Bottom line: A liquor license in Georgia costs $100 from the state. State application fee: State license ~$100 + local license fees that range from a few hundred to several thousand dollars. Source: Georgia Department of Revenue, Alcohol & Tobacco Division.
| State application / license fee | State license ~$100 + local license fees that range from a few hundred to several thousand dollars |
| Secondary-market premium | None (non-quota) |
| License type | State Retail Consumption Dealer license + a local alcohol license |
| Beer & wine only (cheaper route) | Lower-cost, usually non-quota |
Note: fee is general guidance for Georgia — verify the exact current figure on the Georgia Department of Revenue, Alcohol & Tobacco Division schedule.
| Georgia | Typical quota state | Typical non-quota state | |
|---|---|---|---|
| State fee | $100 | $100–$15,000 | $100–$5,000 |
| Resale premium | none | $50k–$1M+ | none |
A liquor-license consultant / expediter handles the Georgia Department of Revenue, Alcohol & Tobacco Division application, public notice, background packet, and (in quota states) the transfer paperwork — typically $2,000–$10,000 depending on complexity. Worth it if you're on a build timeline and can't afford a rejected application.
Start at the Georgia Department of Revenue, Alcohol & Tobacco Division →
Tip for the owner: set AFFILIATE_LIQUOR_PRO_URL to a licensing-consultant lead-gen/affiliate link to monetize this CTA. Until then it points to the official Georgia board.
The state application/license fee is State license ~$100 + local license fees that range from a few hundred to several thousand dollars. Georgia is non-quota, so you apply directly to the Georgia Department of Revenue, Alcohol & Tobacco Division rather than buying an existing license; budget for local permits on top.

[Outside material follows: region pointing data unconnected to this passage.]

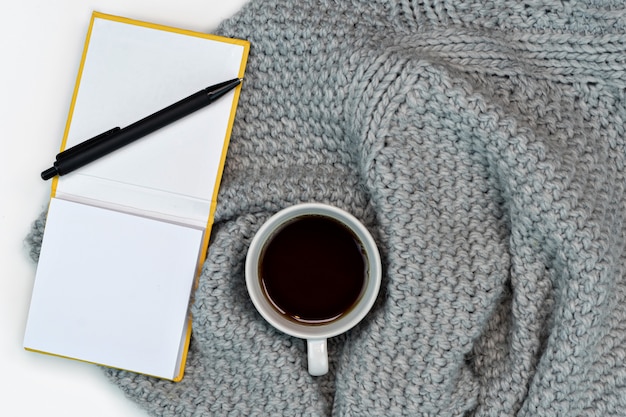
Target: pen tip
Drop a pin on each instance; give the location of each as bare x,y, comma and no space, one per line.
49,173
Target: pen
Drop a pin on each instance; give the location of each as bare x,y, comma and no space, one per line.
113,139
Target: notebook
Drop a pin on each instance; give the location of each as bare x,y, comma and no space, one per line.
126,235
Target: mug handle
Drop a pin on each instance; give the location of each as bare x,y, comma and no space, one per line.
317,354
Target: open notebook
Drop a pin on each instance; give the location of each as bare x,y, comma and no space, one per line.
125,235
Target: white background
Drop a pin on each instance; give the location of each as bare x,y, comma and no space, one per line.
41,42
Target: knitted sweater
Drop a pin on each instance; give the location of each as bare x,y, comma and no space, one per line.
483,144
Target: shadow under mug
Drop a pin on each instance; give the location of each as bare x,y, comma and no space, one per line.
316,334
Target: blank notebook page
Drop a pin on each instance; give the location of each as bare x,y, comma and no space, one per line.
124,301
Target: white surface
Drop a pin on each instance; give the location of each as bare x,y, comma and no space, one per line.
41,42
132,71
124,302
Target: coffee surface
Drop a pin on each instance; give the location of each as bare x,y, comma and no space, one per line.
313,270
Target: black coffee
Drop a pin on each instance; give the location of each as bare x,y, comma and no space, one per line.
313,270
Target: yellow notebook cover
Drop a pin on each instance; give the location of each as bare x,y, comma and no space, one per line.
127,234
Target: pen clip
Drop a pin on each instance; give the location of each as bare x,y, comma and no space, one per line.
85,144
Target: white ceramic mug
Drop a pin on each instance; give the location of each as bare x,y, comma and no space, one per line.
315,334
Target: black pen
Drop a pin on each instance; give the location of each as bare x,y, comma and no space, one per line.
111,140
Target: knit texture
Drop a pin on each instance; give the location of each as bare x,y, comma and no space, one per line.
483,144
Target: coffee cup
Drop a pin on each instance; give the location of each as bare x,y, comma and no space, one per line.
313,271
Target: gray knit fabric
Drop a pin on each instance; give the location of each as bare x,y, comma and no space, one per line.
483,143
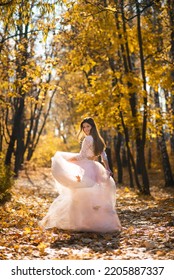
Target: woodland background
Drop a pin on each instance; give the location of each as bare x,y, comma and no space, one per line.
61,61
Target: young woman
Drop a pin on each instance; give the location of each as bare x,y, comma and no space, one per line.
86,200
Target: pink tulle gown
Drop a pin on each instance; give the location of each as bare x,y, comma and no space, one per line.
87,194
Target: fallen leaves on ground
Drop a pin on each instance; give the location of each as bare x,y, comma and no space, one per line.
147,221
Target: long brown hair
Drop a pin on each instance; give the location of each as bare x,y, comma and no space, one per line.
99,144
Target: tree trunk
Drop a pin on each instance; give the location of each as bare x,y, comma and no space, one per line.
145,179
117,147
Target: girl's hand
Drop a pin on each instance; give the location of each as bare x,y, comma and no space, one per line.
72,159
92,158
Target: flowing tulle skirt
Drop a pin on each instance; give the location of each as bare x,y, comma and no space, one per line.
86,200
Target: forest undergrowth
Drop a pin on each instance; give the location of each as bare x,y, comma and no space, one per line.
147,224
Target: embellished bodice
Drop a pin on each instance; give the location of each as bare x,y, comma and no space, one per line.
87,149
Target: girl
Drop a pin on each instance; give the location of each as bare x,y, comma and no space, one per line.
86,200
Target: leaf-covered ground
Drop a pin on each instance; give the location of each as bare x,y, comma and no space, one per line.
147,233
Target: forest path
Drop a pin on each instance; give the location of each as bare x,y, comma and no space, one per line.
148,225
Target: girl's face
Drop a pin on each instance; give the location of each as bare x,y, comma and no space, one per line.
86,128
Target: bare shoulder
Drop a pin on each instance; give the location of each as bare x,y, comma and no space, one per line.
89,138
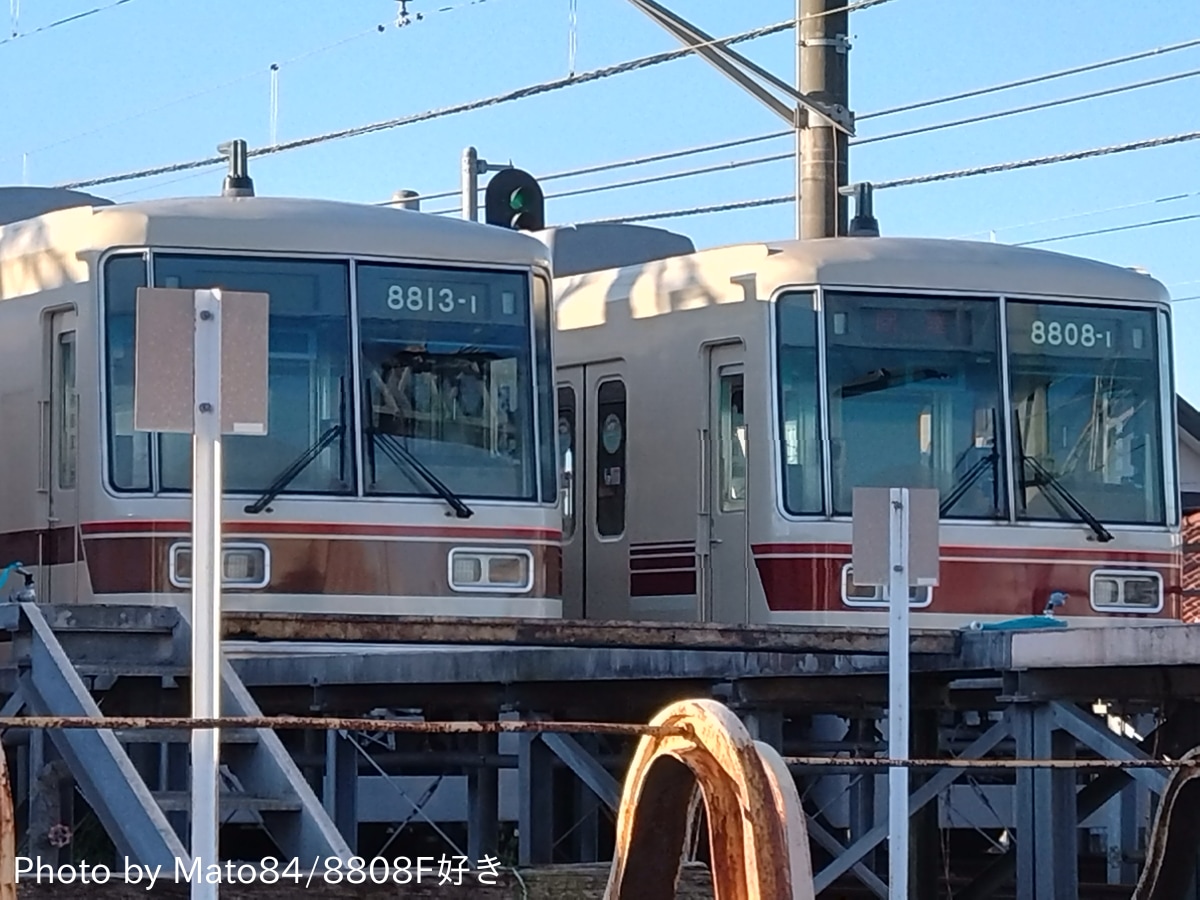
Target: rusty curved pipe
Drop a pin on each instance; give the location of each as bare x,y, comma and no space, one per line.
756,827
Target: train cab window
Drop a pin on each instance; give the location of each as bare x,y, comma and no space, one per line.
732,444
66,402
449,363
129,450
611,456
567,457
915,399
309,444
1087,413
799,412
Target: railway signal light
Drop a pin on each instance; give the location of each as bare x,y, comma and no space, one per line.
514,199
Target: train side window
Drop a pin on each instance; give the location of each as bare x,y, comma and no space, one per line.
732,444
611,475
567,456
129,450
66,401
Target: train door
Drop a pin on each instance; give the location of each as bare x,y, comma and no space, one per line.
59,573
570,419
726,487
595,540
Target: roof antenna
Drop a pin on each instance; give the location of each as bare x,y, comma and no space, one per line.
238,183
863,225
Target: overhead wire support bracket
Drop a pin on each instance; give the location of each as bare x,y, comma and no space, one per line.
743,72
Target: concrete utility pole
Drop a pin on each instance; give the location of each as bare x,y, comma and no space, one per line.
823,123
822,73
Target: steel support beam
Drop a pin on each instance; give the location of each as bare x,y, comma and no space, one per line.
871,881
109,781
979,748
341,785
588,771
535,811
484,803
1092,732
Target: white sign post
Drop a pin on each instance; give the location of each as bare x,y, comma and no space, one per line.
202,367
897,546
207,570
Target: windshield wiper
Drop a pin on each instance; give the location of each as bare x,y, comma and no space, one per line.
969,478
882,379
1048,479
402,456
289,474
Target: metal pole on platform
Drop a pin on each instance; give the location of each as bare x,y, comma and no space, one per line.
898,694
471,184
205,585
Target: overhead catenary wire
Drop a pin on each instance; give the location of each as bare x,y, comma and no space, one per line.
495,100
859,142
65,21
891,111
924,179
1131,227
1086,214
273,67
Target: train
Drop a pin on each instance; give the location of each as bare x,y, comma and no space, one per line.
718,407
408,466
592,421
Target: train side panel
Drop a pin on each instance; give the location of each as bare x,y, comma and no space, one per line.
677,333
47,305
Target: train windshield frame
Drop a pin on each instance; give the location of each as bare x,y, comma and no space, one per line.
354,355
1087,412
919,376
975,395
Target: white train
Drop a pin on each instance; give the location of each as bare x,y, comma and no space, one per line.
718,408
409,461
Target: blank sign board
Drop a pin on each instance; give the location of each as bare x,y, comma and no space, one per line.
871,535
165,357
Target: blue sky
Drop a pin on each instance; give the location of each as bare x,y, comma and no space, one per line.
148,82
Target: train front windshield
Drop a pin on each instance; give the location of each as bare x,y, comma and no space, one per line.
415,381
918,394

Georgia isn't quota-limited, so licenses don't carry a big resale premium. Cost is mostly the state fee (State license ~$100 + local license fees that range from a few hundred to several thousand dollars) plus local approvals; "expensive" usually means a high-volume liquor-by-the-drink class or city add-ons.
Beer-and-wine-only licenses are almost always cheaper than a full-liquor (spirits) license and are usually non-quota even in quota states. If your concept works with beer & wine only, that's the lower-cost route. Confirm the class and fee with the Georgia Department of Revenue, Alcohol & Tobacco Division.
Looking in California instead? LiquorDesk also tracks surrendered & transfer-pending California liquor licenses by county, live from the CA ABC export — often a faster route than a new quota license.
Regulatory facts on this page are from the Georgia Department of Revenue, Alcohol & Tobacco Division (Georgia's official alcohol-licensing authority). Verified against the board's published material on 2026-06-22. Fees, quotas and rules change — always confirm the current figures with the Georgia Department of Revenue, Alcohol & Tobacco Division before you apply. This is informational regulatory content, not legal advice; for a transfer or contested application consult a licensed attorney or licensing consultant.